"Szirlejka"
Wanda Chotomska przyszła na świat w Warszawie jako córka Stefana Chotomskiego i Romualdy z Nyckowskich.
- Mój tata wraz ze swoimi dwoma braćmi, Wincentym i Stanisławem, prowadził przedsiębiorstwo przewozowe. Mama zajmowała się domem. Obydwoje ukończyli jakieś szkoły handlowe, ale mama tylko średnią, a tata miał wykształcenie wyższe - wspominała Wanda Chotomska w audycji Katarzyny Hagmajer-Kwiatek z cyklu "Głosy z przeszłości".
14:53 Dwójka Głosy z przeszłości 7.08.2017.mp3 Wanda Chotomska mówi o swojej rodzinie, a także o czasach swojego dzieciństwa. Audycja Katarzyny Hagmajer-Kwiatek z cyklu "Głosy z przeszłości". (PR, 2017)
Od dziecka bardzo dużo czytała, umiejętność tę posiadła zresztą w wieku zaledwie czterech lat. Szczególnie chętnie poznawała utwory Kornela Makuszyńskiego, Jana Brzechwy i Juliana Tuwima.
- Zaczęłam się zastanawiać, jak oni piszą, że im to tak ładnie i gładko wychodzi. I postanowiłam, że sama coś stworzę, ale długo nie wiedziałam co.

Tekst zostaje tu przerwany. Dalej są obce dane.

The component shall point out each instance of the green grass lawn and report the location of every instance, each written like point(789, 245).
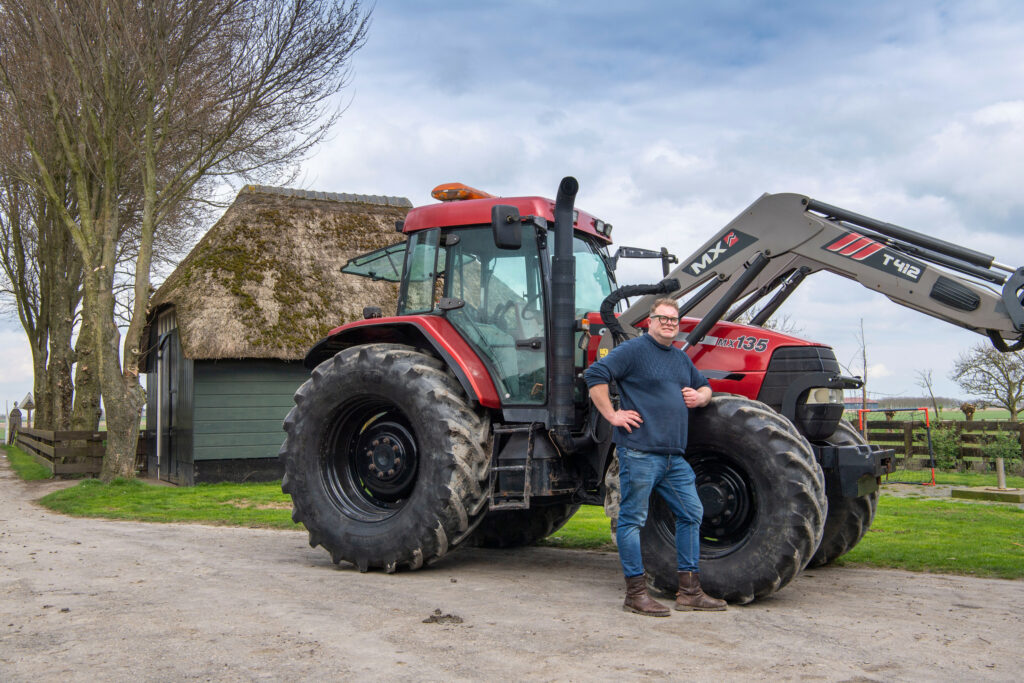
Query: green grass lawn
point(953, 478)
point(943, 537)
point(261, 505)
point(992, 414)
point(25, 466)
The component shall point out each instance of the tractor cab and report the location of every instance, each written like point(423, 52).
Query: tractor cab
point(484, 263)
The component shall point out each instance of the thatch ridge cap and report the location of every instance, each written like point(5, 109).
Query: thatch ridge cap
point(345, 198)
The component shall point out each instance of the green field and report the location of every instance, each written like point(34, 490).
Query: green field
point(989, 415)
point(25, 466)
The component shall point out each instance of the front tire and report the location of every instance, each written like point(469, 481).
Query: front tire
point(385, 460)
point(849, 518)
point(764, 500)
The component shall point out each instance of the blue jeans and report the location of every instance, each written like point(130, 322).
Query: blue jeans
point(639, 474)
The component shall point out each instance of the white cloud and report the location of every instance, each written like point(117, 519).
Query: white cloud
point(15, 377)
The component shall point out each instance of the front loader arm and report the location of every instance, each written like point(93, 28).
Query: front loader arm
point(783, 238)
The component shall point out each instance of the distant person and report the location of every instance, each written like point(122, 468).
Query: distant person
point(13, 424)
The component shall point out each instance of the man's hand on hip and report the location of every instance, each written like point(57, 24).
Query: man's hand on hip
point(627, 420)
point(696, 397)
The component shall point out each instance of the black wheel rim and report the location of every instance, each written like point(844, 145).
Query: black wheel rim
point(727, 496)
point(370, 459)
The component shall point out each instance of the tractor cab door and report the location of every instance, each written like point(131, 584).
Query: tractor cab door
point(496, 300)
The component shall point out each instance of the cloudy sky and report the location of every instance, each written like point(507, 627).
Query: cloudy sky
point(675, 116)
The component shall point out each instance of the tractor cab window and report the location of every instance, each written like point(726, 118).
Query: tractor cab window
point(380, 264)
point(420, 272)
point(593, 282)
point(503, 313)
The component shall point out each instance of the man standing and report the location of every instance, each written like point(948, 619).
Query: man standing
point(657, 384)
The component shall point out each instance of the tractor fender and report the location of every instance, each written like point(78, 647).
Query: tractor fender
point(430, 332)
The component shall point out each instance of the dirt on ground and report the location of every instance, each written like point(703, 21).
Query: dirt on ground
point(88, 600)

Dopiero jak byłam w drugiej klasie szkoły podstawowej, przeczytałam "Powrót taty" Mickiewicza i pomyślałam, że napiszę coś podobnego – mówiła poetka na antenie Polskiego Radia. - Tak powstał mój pierwszy wierszyk, który brzmiał tak: "Tata nie wraca wieczory i ranki, łowi nad Wisłą żaby i kijanki. Żonę swoją z domu wywleka, żona na niego nad Wisłą czeka. A biedne dziadki, ofiary tatki, są pozbawione opieki matki" – dodała ze śmiechem.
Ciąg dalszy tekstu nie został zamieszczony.